RPMI-16 containing 10% fetal calf serum
96 well plate using 40 medium → 24 well plate →
The cells were cultured in a 25 cm ² flask and scaled up, and the culture supernatant was collected.

Each supernatant was mixed with 1,000 units / ml of human TNF solution, and the activity was evaluated using LM cells.
Only clones inhibited the activity of human TNF. This hybrid cell was named P3TT. The cells can be stored at liquid nitrogen temperature, and the present inventor always stores them. (Furthermore, I applied for a deposit to the Institute of Microbial Technology, Ministry of International Trade and Industry, but was refused.) Next, mouse BALB pretreated with 0.5 ml of pristane containing 2 × 10 ⁶ cells or more. / C was administered intraperitoneally to form an ascites tumor and ascites was collected. This ascites completely suppressed the cytotoxic activity of 100 units of human TNF against LM cells even when diluted 10,000 times.

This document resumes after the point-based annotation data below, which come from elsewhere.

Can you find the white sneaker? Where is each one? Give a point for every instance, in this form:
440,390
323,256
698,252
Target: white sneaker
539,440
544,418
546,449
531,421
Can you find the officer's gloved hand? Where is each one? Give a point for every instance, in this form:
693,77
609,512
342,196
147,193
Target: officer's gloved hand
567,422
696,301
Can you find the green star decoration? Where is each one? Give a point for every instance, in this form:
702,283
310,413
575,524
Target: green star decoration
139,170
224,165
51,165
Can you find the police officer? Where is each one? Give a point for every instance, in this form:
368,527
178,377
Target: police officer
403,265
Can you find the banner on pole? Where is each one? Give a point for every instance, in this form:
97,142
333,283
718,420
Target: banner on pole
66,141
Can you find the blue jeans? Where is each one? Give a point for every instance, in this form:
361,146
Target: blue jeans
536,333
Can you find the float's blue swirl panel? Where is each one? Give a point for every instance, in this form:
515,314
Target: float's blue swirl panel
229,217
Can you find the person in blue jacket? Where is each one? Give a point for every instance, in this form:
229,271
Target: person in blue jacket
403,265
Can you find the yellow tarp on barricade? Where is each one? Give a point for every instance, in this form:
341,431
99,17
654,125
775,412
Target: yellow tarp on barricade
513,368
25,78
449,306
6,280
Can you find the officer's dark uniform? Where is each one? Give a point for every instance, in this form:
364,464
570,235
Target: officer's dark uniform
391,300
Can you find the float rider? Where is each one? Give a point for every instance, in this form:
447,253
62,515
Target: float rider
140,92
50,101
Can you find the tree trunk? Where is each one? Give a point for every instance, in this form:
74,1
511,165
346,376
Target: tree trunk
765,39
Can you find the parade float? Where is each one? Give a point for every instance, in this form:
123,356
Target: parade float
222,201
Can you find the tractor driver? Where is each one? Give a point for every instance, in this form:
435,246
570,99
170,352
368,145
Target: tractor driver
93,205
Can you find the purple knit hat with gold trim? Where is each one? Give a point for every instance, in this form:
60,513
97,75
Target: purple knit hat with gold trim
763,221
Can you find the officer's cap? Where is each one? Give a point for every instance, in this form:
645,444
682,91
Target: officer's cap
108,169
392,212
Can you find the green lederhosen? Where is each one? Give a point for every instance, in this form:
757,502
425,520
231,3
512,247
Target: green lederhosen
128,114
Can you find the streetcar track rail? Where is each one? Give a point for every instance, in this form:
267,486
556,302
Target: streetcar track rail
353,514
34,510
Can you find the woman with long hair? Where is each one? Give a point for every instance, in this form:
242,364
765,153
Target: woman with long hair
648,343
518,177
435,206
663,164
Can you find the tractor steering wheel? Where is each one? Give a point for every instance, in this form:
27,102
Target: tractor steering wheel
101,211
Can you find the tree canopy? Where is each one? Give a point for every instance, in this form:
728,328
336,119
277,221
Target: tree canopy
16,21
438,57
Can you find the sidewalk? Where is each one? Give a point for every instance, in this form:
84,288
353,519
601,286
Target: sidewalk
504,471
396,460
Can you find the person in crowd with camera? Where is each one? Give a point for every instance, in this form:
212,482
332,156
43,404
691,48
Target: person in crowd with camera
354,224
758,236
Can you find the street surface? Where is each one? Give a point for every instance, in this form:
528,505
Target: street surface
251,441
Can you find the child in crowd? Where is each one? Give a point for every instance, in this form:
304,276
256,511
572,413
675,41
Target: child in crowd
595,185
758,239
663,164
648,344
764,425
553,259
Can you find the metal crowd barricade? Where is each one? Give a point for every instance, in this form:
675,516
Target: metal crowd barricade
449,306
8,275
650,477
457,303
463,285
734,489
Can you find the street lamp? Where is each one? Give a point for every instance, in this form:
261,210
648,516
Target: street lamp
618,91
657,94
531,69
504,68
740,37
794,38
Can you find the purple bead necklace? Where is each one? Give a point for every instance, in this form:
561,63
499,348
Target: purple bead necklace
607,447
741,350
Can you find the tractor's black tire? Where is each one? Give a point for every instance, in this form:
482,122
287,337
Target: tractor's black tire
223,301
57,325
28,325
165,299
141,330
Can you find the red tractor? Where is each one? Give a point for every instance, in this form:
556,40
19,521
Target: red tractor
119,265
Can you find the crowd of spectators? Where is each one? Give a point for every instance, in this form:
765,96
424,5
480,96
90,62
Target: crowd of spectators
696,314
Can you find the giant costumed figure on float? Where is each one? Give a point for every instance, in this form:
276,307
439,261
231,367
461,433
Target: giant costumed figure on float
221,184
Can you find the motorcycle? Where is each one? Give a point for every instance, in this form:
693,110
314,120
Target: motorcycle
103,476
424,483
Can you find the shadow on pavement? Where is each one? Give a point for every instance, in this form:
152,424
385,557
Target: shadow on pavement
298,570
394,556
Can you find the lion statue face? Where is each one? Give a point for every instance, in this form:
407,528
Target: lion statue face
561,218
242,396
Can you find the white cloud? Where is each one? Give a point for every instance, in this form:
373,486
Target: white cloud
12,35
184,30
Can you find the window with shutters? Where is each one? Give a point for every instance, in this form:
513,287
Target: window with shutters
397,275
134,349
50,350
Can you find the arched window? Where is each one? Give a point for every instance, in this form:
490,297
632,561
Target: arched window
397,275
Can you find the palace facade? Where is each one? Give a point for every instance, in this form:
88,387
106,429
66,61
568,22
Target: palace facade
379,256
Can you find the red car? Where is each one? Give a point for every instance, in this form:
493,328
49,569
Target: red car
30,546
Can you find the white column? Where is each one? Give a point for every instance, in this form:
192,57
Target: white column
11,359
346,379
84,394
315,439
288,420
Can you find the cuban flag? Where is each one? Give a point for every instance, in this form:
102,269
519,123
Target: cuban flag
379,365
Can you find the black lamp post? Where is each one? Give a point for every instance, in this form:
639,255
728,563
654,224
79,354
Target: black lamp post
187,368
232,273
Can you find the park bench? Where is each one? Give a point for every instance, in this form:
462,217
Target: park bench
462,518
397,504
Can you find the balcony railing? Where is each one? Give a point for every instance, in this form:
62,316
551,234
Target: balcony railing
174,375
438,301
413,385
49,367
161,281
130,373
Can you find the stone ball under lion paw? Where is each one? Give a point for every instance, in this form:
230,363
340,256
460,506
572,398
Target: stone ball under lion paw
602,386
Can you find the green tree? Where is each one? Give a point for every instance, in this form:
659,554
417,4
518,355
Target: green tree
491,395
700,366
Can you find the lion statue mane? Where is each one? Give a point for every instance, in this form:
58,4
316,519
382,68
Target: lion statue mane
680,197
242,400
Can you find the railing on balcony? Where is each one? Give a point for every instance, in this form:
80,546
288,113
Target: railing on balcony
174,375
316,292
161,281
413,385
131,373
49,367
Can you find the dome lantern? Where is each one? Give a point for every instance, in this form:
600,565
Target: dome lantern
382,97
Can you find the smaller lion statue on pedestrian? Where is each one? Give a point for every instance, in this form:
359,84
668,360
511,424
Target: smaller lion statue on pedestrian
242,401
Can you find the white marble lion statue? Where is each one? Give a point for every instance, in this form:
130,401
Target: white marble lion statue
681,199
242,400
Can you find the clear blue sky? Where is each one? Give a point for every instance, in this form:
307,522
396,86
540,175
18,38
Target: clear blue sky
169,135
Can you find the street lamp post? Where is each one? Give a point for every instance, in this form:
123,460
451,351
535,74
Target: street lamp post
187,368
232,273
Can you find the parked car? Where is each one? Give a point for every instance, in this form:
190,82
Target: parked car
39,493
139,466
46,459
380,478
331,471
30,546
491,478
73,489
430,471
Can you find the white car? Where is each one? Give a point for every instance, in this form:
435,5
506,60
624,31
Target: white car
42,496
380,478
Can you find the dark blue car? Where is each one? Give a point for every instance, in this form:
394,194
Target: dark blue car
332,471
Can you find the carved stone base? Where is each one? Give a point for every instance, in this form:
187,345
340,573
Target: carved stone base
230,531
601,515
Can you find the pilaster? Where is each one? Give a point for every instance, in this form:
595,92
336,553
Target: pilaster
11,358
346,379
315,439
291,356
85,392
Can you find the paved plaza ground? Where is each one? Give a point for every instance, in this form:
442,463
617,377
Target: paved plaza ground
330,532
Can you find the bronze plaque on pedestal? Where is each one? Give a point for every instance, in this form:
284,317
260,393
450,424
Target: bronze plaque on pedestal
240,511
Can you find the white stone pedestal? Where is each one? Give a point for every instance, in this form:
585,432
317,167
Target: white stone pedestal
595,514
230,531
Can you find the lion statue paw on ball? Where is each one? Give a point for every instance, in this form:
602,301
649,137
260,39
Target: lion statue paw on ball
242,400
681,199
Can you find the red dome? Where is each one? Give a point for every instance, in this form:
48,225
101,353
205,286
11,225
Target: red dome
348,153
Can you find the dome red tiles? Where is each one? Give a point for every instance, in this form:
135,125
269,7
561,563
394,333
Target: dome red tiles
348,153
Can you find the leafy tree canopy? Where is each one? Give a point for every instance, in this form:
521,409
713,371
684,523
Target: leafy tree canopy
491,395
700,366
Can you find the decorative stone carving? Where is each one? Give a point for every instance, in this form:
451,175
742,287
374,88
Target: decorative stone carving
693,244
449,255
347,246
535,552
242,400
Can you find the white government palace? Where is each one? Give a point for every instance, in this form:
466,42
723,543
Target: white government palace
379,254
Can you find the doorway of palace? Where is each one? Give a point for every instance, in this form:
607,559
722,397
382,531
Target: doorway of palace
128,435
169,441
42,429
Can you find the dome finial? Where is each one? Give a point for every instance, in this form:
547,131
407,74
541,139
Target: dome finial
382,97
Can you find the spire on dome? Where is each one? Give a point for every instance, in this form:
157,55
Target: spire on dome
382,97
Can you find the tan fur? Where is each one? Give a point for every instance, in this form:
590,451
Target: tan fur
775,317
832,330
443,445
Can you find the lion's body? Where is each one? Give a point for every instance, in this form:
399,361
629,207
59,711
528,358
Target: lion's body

The antibody derived from P3TT suppresses the activity of antitumor active substances obtained from human lung macrophages (evaluated by LM cytotoxicity), whereas TNF derived from rabbit, mouse, guinea pig and hamster. Did not suppress the LM cell damaging activity.

As described above in detail, the P3TT-derived monoclonal antibody according to the present invention specifically reacts with human TNF and is not only applicable to separation and purification of human TNF. It can be widely applied to quantitative analysis of human TNF by immunoassay using enzyme and radioisotope.

─────────────────────────────────────────────────── ─── Continuation of the front page (51) Int.Cl. ⁶ Identification code Internal reference number FI Technical display location G01N 33/577 (C12P 21/08 C12R 1:91) (56) References 1. Korean J. Biochem m. , 11 [1] (1979) P. 1-9 2. Infect. Immun. , 42 [1] (1983) p. 385-393 3. Proc. Natl. Acad. S ci. USA, 80 [17] (1983) P. 5397-5401 4. Nature, 256 (1975) P. 495-497

Claims (1)

[Claims] 1. A human tumor necrosis factor having at least the following properties, and a tumor necrosis factor derived from rabbit, mouse, guinea pig and hamster in the presence of each tumor necrosis factor. A monoclonal antibody that does not inhibit LM cytotoxicity. 1) A protein produced by human macrophage cells. 2) Molecular weight 40,000 ± 4,000 (gel filtration method) 20,000 ± 4,000 (SDS-polyacrylamide gel electrophoresis method) 3) It has cytotoxic activity against LM cells. 4) Cause Meth A sarcoma tumor-bearing mice to undergo hemorrhagic necrotic reaction.